Natural Vitamin E α-Tocotrienol Protects Against Ischemic Stroke by Induction of Multidrug Resistance-Associated Protein 1

• Published in: Stroke (1970) Vol. 42; no. 8; pp. 2308 - 2314
• Main Authors: PARK, Han-A, KUBICKI, Natalia, GNYAWALI, Surya, YUK CHEUNG CHAN, ROY, Sashwati, KHANNA, Savita, SEN, Chandan K
• Format: Journal Article
• Language: English
• Published: Hagerstown, MD Lippincott Williams & Wilkins 01.08.2011
• Subjects: Animals; Antioxidants - pharmacology; Biological and medical sciences; Brain Ischemia - metabolism; Brain Ischemia - prevention & control; Cell Death - drug effects; Cerebral Cortex - drug effects; Cerebral Cortex - metabolism; Headache. Facial pains. Syncopes. Epilepsia. Intracranial hypertension. Brain oedema. Cerebral palsy; Male; Medical sciences; Mice; Multidrug Resistance-Associated Proteins - metabolism; Nervous system (semeiology, syndromes); Neurology; Neurons - drug effects; Neurons - metabolism; Neuroprotective Agents - pharmacology; Stroke - metabolism; Stroke - prevention & control; Tocotrienols; Vascular diseases and vascular malformations of the nervous system; Vitamin E - analogs & derivatives; Vitamin E - pharmacology; Cerebral infarction; Stroke; Nervous system diseases; glutathione; Vitamin; vitamin E; Cardiovascular disease; Antioxidant; Cerebral disorder; Vascular disease; Central nervous system disease; Brain ischemia; microRNA; Cerebrovascular disease
• ISSN: 0039-2499; 1524-4628
• DOI: 10.1161/STROKEAHA.110.608547

α-Tocotrienol (TCT) represents the most potent neuroprotective form of natural vitamin E that is Generally Recognized As Safe certified by the U.S. Food and Drug Administration.

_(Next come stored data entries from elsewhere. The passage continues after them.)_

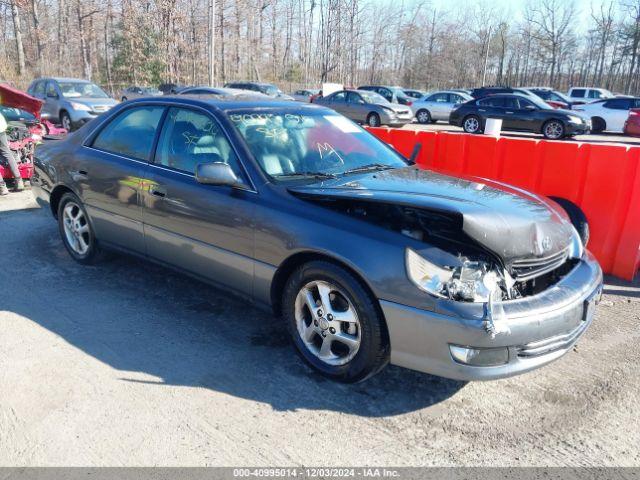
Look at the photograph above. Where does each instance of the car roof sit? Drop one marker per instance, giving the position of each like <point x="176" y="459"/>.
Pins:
<point x="228" y="103"/>
<point x="66" y="79"/>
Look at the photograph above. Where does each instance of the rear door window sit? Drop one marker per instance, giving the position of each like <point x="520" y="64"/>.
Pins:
<point x="190" y="138"/>
<point x="131" y="133"/>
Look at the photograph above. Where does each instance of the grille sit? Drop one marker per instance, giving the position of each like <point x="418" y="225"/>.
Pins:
<point x="529" y="268"/>
<point x="551" y="344"/>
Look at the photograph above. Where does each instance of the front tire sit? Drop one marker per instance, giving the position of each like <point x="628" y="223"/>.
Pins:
<point x="335" y="323"/>
<point x="76" y="230"/>
<point x="373" y="120"/>
<point x="553" y="130"/>
<point x="471" y="124"/>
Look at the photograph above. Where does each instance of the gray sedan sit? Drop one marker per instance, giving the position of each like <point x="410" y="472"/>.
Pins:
<point x="366" y="258"/>
<point x="363" y="106"/>
<point x="438" y="105"/>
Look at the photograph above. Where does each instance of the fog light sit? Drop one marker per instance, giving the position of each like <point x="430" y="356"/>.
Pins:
<point x="480" y="357"/>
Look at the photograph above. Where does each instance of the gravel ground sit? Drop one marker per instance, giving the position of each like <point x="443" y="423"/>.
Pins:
<point x="126" y="363"/>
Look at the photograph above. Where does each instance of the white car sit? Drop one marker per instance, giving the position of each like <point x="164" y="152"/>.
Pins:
<point x="579" y="95"/>
<point x="438" y="105"/>
<point x="609" y="114"/>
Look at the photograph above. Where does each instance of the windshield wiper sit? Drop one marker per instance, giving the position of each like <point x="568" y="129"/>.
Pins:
<point x="307" y="174"/>
<point x="369" y="168"/>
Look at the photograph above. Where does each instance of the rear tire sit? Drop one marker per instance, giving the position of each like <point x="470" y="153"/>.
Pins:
<point x="77" y="231"/>
<point x="373" y="120"/>
<point x="311" y="327"/>
<point x="423" y="116"/>
<point x="553" y="130"/>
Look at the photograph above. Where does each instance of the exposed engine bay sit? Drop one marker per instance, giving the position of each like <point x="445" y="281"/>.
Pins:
<point x="478" y="274"/>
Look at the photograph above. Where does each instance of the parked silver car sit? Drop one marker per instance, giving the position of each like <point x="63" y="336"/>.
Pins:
<point x="365" y="258"/>
<point x="305" y="94"/>
<point x="367" y="107"/>
<point x="438" y="105"/>
<point x="71" y="101"/>
<point x="132" y="92"/>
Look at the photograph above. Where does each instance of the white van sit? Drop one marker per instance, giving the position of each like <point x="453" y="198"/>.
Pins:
<point x="581" y="95"/>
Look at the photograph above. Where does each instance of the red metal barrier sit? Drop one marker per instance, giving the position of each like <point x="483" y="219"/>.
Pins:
<point x="602" y="179"/>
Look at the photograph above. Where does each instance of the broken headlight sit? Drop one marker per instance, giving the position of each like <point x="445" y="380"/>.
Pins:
<point x="473" y="281"/>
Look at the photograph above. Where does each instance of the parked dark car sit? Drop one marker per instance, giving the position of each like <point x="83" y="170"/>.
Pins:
<point x="170" y="88"/>
<point x="519" y="114"/>
<point x="366" y="258"/>
<point x="367" y="107"/>
<point x="553" y="97"/>
<point x="392" y="94"/>
<point x="486" y="91"/>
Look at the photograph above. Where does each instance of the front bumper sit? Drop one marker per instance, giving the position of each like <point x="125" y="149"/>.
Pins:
<point x="535" y="330"/>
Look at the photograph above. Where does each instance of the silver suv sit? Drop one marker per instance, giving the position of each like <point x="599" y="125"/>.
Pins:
<point x="71" y="101"/>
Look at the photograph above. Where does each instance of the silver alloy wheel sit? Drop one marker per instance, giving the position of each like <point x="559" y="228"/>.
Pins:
<point x="327" y="323"/>
<point x="471" y="125"/>
<point x="66" y="122"/>
<point x="76" y="228"/>
<point x="423" y="116"/>
<point x="553" y="130"/>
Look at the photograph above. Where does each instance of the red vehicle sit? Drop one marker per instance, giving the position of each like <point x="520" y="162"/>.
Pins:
<point x="632" y="125"/>
<point x="26" y="128"/>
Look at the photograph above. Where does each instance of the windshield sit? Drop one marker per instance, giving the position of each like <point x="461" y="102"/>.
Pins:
<point x="81" y="89"/>
<point x="289" y="144"/>
<point x="373" y="97"/>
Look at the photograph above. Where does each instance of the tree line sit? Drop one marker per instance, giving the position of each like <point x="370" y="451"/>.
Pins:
<point x="306" y="42"/>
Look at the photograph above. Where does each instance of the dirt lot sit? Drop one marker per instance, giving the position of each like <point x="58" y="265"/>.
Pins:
<point x="126" y="363"/>
<point x="599" y="138"/>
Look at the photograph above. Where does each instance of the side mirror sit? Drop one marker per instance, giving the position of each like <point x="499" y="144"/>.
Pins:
<point x="217" y="173"/>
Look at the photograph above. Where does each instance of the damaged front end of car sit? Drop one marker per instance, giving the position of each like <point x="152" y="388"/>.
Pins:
<point x="509" y="284"/>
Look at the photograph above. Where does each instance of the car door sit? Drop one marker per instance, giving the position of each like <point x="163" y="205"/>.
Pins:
<point x="512" y="116"/>
<point x="439" y="107"/>
<point x="356" y="107"/>
<point x="109" y="171"/>
<point x="206" y="230"/>
<point x="492" y="107"/>
<point x="526" y="115"/>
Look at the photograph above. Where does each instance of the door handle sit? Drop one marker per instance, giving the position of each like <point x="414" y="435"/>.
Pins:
<point x="157" y="191"/>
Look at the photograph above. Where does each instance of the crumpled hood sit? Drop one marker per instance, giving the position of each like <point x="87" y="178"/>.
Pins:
<point x="508" y="221"/>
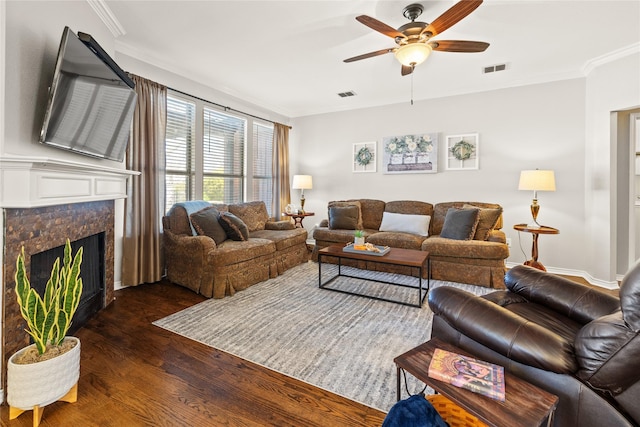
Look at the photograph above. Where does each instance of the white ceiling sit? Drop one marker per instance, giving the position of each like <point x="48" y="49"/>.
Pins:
<point x="287" y="56"/>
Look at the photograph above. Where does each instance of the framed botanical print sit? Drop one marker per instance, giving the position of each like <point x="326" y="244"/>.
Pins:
<point x="364" y="157"/>
<point x="462" y="152"/>
<point x="410" y="153"/>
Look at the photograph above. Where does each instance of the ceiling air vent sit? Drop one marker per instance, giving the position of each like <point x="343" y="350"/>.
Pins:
<point x="494" y="68"/>
<point x="346" y="94"/>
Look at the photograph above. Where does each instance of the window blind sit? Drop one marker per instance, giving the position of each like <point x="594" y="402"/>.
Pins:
<point x="180" y="148"/>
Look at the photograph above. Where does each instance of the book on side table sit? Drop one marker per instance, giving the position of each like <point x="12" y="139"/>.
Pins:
<point x="466" y="372"/>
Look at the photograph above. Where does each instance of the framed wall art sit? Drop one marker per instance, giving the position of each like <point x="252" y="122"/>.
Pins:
<point x="462" y="152"/>
<point x="410" y="153"/>
<point x="364" y="157"/>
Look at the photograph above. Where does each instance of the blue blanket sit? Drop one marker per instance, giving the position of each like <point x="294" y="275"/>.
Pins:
<point x="415" y="411"/>
<point x="193" y="206"/>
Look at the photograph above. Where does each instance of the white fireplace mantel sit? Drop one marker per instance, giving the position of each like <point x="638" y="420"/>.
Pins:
<point x="29" y="182"/>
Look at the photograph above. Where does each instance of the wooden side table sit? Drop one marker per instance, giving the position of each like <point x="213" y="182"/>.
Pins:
<point x="525" y="404"/>
<point x="297" y="218"/>
<point x="533" y="262"/>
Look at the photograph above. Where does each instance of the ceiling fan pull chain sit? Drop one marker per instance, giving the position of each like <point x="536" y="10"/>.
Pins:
<point x="412" y="88"/>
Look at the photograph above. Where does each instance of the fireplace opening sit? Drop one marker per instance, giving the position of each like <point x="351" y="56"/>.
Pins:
<point x="92" y="272"/>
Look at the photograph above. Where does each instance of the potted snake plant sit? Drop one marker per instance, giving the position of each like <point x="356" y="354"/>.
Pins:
<point x="47" y="370"/>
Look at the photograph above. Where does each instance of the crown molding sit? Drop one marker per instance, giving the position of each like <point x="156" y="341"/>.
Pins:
<point x="610" y="57"/>
<point x="106" y="15"/>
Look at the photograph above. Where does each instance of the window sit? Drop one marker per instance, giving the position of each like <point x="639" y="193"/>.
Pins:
<point x="179" y="148"/>
<point x="216" y="156"/>
<point x="263" y="164"/>
<point x="223" y="157"/>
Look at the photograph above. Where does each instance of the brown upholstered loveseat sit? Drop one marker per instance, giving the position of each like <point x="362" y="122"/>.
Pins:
<point x="217" y="270"/>
<point x="479" y="260"/>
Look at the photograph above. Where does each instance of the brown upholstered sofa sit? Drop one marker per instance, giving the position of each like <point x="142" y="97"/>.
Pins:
<point x="572" y="340"/>
<point x="217" y="270"/>
<point x="479" y="260"/>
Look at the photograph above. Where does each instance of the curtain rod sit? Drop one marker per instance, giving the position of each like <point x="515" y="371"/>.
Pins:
<point x="224" y="106"/>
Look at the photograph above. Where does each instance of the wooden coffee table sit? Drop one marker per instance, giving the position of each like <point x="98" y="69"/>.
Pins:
<point x="396" y="256"/>
<point x="525" y="404"/>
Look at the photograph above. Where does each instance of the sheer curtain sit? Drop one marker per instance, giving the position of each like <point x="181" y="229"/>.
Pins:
<point x="281" y="190"/>
<point x="142" y="260"/>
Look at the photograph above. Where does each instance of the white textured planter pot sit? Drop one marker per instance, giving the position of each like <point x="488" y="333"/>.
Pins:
<point x="42" y="383"/>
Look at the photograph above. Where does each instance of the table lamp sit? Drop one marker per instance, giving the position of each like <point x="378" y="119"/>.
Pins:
<point x="302" y="182"/>
<point x="536" y="180"/>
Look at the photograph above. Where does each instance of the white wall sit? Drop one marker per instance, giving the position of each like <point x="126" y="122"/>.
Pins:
<point x="614" y="86"/>
<point x="538" y="126"/>
<point x="33" y="32"/>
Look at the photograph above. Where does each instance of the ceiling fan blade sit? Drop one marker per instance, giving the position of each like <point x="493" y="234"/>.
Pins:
<point x="380" y="27"/>
<point x="370" y="54"/>
<point x="406" y="69"/>
<point x="458" y="46"/>
<point x="452" y="16"/>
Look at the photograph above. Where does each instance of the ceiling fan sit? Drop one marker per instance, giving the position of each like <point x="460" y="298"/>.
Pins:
<point x="414" y="39"/>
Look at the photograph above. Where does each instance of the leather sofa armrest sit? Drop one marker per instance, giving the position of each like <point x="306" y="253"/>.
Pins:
<point x="502" y="330"/>
<point x="279" y="225"/>
<point x="571" y="299"/>
<point x="607" y="352"/>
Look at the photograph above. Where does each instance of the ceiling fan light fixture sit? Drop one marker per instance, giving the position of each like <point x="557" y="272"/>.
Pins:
<point x="413" y="54"/>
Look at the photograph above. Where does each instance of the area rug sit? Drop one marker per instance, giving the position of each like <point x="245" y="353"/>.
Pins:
<point x="341" y="343"/>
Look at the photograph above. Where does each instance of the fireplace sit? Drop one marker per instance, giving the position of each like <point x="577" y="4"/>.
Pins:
<point x="42" y="229"/>
<point x="91" y="272"/>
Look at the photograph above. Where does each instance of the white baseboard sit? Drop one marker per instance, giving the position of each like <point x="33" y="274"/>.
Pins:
<point x="578" y="273"/>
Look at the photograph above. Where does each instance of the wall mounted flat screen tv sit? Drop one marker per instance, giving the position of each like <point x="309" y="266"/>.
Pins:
<point x="91" y="101"/>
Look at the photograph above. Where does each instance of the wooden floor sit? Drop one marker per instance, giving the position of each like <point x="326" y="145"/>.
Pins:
<point x="136" y="374"/>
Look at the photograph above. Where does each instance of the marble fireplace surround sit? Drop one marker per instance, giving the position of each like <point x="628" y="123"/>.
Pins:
<point x="44" y="202"/>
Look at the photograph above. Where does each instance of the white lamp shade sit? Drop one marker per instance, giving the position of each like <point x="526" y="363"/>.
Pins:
<point x="413" y="53"/>
<point x="302" y="182"/>
<point x="537" y="180"/>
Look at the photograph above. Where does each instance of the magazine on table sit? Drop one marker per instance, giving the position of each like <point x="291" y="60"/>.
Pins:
<point x="466" y="372"/>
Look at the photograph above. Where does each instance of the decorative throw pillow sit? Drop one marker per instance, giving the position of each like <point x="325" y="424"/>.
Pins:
<point x="254" y="214"/>
<point x="405" y="223"/>
<point x="460" y="224"/>
<point x="206" y="223"/>
<point x="235" y="228"/>
<point x="487" y="220"/>
<point x="356" y="203"/>
<point x="343" y="217"/>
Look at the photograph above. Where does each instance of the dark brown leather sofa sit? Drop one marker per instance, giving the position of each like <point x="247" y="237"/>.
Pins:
<point x="577" y="342"/>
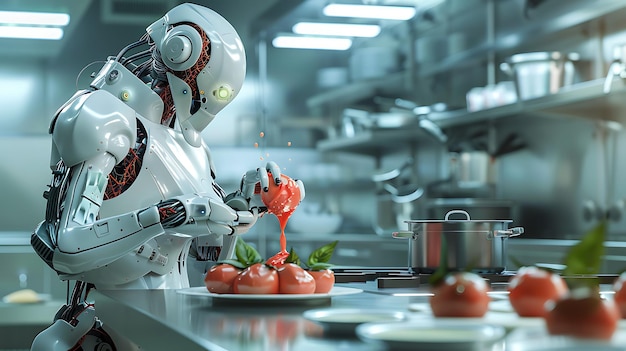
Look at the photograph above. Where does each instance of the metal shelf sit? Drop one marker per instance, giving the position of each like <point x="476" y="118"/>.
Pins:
<point x="584" y="100"/>
<point x="376" y="142"/>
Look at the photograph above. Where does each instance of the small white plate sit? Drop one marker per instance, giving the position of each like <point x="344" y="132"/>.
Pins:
<point x="271" y="298"/>
<point x="345" y="320"/>
<point x="431" y="335"/>
<point x="538" y="339"/>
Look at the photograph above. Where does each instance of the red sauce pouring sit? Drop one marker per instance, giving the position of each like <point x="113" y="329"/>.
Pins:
<point x="281" y="200"/>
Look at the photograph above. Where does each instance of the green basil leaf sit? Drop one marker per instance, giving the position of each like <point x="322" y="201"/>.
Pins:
<point x="322" y="254"/>
<point x="247" y="254"/>
<point x="293" y="257"/>
<point x="320" y="266"/>
<point x="585" y="258"/>
<point x="234" y="263"/>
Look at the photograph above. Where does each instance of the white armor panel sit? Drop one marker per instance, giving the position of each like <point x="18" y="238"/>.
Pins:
<point x="94" y="124"/>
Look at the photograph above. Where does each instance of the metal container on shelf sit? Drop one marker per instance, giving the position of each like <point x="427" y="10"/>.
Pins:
<point x="537" y="74"/>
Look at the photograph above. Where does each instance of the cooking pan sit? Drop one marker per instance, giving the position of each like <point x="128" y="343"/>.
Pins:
<point x="476" y="245"/>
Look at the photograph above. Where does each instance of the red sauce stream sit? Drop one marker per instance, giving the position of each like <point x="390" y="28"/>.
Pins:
<point x="281" y="201"/>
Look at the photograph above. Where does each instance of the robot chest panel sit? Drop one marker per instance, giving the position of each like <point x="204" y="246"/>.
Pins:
<point x="169" y="167"/>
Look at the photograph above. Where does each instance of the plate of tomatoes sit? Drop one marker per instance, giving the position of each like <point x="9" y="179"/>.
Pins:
<point x="272" y="298"/>
<point x="283" y="278"/>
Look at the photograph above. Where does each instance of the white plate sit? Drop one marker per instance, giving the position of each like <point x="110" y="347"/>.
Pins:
<point x="271" y="298"/>
<point x="498" y="314"/>
<point x="345" y="320"/>
<point x="538" y="339"/>
<point x="431" y="335"/>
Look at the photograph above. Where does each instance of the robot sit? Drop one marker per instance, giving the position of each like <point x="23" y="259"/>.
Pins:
<point x="133" y="191"/>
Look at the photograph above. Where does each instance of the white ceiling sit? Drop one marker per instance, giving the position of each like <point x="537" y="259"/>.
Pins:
<point x="104" y="21"/>
<point x="41" y="48"/>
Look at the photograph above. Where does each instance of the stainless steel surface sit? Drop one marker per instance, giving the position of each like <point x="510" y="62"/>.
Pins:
<point x="479" y="245"/>
<point x="538" y="74"/>
<point x="197" y="323"/>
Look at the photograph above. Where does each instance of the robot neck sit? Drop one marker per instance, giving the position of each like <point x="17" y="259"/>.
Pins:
<point x="121" y="82"/>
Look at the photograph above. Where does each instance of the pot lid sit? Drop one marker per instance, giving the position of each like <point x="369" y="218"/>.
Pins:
<point x="467" y="219"/>
<point x="542" y="56"/>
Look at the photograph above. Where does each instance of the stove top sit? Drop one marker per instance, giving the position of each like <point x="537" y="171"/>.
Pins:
<point x="396" y="277"/>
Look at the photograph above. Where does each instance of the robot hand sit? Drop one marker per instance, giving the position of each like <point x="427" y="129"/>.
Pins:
<point x="208" y="215"/>
<point x="66" y="332"/>
<point x="255" y="181"/>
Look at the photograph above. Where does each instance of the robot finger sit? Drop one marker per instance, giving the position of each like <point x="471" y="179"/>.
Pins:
<point x="264" y="179"/>
<point x="220" y="228"/>
<point x="273" y="168"/>
<point x="301" y="187"/>
<point x="221" y="212"/>
<point x="248" y="217"/>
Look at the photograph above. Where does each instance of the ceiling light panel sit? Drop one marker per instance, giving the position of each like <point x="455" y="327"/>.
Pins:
<point x="337" y="29"/>
<point x="20" y="32"/>
<point x="34" y="18"/>
<point x="370" y="11"/>
<point x="320" y="43"/>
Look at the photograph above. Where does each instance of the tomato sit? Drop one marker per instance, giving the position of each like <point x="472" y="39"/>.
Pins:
<point x="461" y="294"/>
<point x="531" y="288"/>
<point x="582" y="314"/>
<point x="292" y="279"/>
<point x="219" y="278"/>
<point x="281" y="199"/>
<point x="256" y="279"/>
<point x="620" y="293"/>
<point x="324" y="280"/>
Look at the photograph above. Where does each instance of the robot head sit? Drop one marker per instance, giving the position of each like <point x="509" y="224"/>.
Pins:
<point x="205" y="63"/>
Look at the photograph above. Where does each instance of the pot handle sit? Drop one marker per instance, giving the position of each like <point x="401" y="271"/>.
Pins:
<point x="509" y="232"/>
<point x="447" y="218"/>
<point x="404" y="235"/>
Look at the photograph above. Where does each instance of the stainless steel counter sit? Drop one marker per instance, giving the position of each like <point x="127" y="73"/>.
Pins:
<point x="164" y="319"/>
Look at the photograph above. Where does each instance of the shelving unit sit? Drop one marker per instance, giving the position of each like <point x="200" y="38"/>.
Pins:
<point x="585" y="100"/>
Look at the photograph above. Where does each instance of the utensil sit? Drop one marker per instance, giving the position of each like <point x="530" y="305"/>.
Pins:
<point x="395" y="202"/>
<point x="479" y="245"/>
<point x="538" y="74"/>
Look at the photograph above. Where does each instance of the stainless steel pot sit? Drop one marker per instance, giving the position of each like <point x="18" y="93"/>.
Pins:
<point x="538" y="74"/>
<point x="477" y="245"/>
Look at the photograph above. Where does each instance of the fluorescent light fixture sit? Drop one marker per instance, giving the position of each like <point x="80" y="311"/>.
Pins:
<point x="34" y="18"/>
<point x="337" y="29"/>
<point x="19" y="32"/>
<point x="321" y="43"/>
<point x="370" y="11"/>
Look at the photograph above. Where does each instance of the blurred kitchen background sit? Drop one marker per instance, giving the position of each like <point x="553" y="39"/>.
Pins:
<point x="420" y="119"/>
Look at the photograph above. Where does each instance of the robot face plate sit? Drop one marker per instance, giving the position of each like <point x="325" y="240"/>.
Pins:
<point x="200" y="87"/>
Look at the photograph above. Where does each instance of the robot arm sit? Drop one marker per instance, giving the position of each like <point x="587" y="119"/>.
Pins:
<point x="255" y="181"/>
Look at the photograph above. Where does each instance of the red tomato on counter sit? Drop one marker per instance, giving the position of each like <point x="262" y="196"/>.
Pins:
<point x="324" y="280"/>
<point x="620" y="294"/>
<point x="257" y="279"/>
<point x="462" y="294"/>
<point x="219" y="278"/>
<point x="582" y="314"/>
<point x="293" y="279"/>
<point x="531" y="288"/>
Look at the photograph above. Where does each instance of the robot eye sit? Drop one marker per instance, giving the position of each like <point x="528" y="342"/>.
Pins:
<point x="223" y="93"/>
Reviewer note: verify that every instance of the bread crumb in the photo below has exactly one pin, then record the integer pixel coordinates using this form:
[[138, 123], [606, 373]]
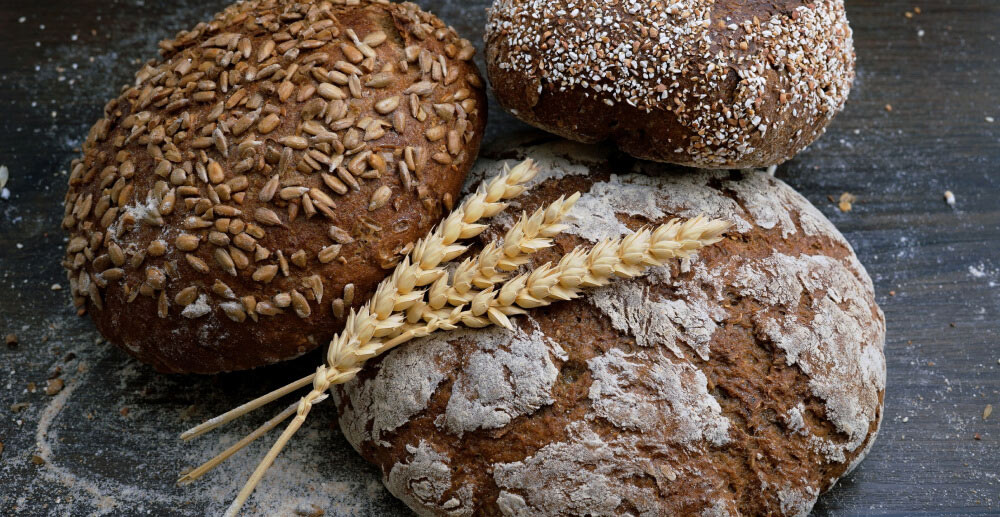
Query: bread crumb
[[54, 386], [847, 201], [949, 198]]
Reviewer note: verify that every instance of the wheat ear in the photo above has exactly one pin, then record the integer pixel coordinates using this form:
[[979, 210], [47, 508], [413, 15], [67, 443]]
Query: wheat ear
[[362, 338], [626, 257], [461, 223]]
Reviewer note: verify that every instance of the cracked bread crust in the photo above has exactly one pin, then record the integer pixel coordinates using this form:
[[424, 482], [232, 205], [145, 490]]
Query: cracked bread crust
[[702, 83], [745, 382]]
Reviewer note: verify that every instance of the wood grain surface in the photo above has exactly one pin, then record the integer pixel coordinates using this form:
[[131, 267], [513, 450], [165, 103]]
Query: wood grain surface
[[105, 442]]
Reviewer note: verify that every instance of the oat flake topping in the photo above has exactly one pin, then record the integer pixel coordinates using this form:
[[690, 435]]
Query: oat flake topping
[[728, 75]]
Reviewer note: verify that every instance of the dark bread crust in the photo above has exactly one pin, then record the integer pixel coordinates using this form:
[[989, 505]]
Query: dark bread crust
[[768, 464], [693, 110], [230, 328]]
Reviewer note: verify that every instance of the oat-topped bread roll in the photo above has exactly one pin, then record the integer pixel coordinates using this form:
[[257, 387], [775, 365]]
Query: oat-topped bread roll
[[745, 382], [258, 181], [716, 84]]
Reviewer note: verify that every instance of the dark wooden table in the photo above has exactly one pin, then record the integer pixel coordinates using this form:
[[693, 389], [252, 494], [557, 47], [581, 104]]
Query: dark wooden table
[[107, 441]]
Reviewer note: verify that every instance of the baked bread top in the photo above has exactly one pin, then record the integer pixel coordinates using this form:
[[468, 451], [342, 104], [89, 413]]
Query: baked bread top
[[745, 382], [263, 176], [703, 83]]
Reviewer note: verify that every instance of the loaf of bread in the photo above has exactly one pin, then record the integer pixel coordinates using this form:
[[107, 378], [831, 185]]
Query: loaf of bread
[[744, 382], [726, 84], [263, 176]]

This work addresses a novel molecular mechanism by which α-TCT may be protective against stroke in vivo. Elevation of intracellular oxidized glutathione (GSSG) triggers neural cell death. Multidrug resistance-associated protein 1 (MRP1), a key mediator of intracellular oxidized glutathione efflux from neural cells, may therefore possess neuroprotective functions. Stroke-dependent brain tissue damage was studied in MRP1-deficient mice and α-TCT-supplemented mice. Elevated MRP1 expression was observed in glutamate-challenged primary cortical neuronal cells and in stroke-affected brain tissue. MRP1-deficient mice displayed larger stroke-induced lesions, recognizing a protective role of MRP1. In vitro, protection against glutamate-induced neurotoxicity by α-TCT was attenuated under conditions of MRP1 knockdown; this suggests the role of MRP1 in α-TCT-dependent neuroprotection. In vivo studies demonstrated that oral supplementation of α-TCT protected against murine stroke. MRP1 expression was elevated in the stroke-affected cortical tissue of α-TCT-supplemented mice. Efforts to elucidate the underlying mechanism identified MRP1 as a target of microRNA (miR)-199a-5p. In α-TCT-supplemented mice, miR-199a-5p was downregulated in stroke-affected brain tissue. This work recognizes MRP1 as a protective factor against stroke. Furthermore, findings of this study add a new dimension to the current understanding of the molecular bases of α-TCT neuroprotection in 2 ways: by identifying MRP1 as a α-TCT-sensitive target and by unveiling the general prospect that oral α-TCT may regulate miR expression in stroke-affected brain tissue.